Problem 1:  Graph the following functions

A.  y=1/x

B.  y=root(x)

 

C.  f(x) = x-1 for x<2, 3 for x=2, x-2 for x>2

D.  y=-2|x-3|+1

 

Problem 2:  Determine the intercepts, vertex, and axis of symmetry.  Then use this information to sketch the graph.

y=2x^2-8x+6

Problem 3:  Solve the inequality.

x^2 + 6 >= 7x

Problem 4:  Consider the polynomial below.

f(x) = x(x+1)^2(x-1)^3

A.  List the real zeros and multiplicities

B.  Determine whether the graph crosses or touches the x-axis at each x-intercept.

C.  Determine the maximum number of turning points on the graph.

D.  Determine the behavior.  That is, find the power function that the graph of f resembles for large values of |x|.

Calculator Part

Problem 5:  Shown below is the graph of y = f (x).  Sketch the graph of y = 1/3 f (-x) - 2.

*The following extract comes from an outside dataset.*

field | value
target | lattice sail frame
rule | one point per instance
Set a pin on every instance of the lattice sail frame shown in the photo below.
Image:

Graph with key points at (-3,1), (0,4), and (6,0)

Problem 6:  A rectangle is inscribed in a semicircle of radius 4 as shown below.  Let P = (x,y) be the point in the first quadrant that is a vertex of the rectangle and is on the circle.

 

Graph of semi circle y = root(16 - x^2) and rectangle

A.  Express the area A of the rectangle as a function of x

B.  Express the perimeter p of the rectangle as a function of x.

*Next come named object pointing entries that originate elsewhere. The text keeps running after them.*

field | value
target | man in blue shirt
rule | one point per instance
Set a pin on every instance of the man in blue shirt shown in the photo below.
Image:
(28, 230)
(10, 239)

C.  For what value of x is A the largest?  What is this largest A?

D.  For what value of x is p the largest?  What is the largest p?

 

Problem 7:  The two data sets below represent two different runner's distances (in miles) vs. time (in seconds).  For each of them sketch the graph of the scatter diagram.  Then determine if a linear model or a quadratic model best describes the graph.  Sketch these best fitting curve on the scatter diagram.  If it is a line, interpret the slope.  Then use your model to predict the times of each for a distance of 6 miles.

 
Distance Time    
1 7
1 6
2 15
3 18
5 35
5 38
7 45
7 50
8 57
10 71
 
Distance Time    
1 5
2 12
2 13
3 20
3 21
5 40
7 60
8 82
8 84
10 150

 

Problem 8:  The demand equation for selling x liters of fresh carrot juice at a health food store at a price of p dollars is given by

x(p) = -6p + 50

A.  Find the revenue as a function of p.

B.  What price should the store sell the juice in order to maximize revenue?

C.  Use your calculator's graphing capabilities to determine the range prices that produces a revenue greater than $20.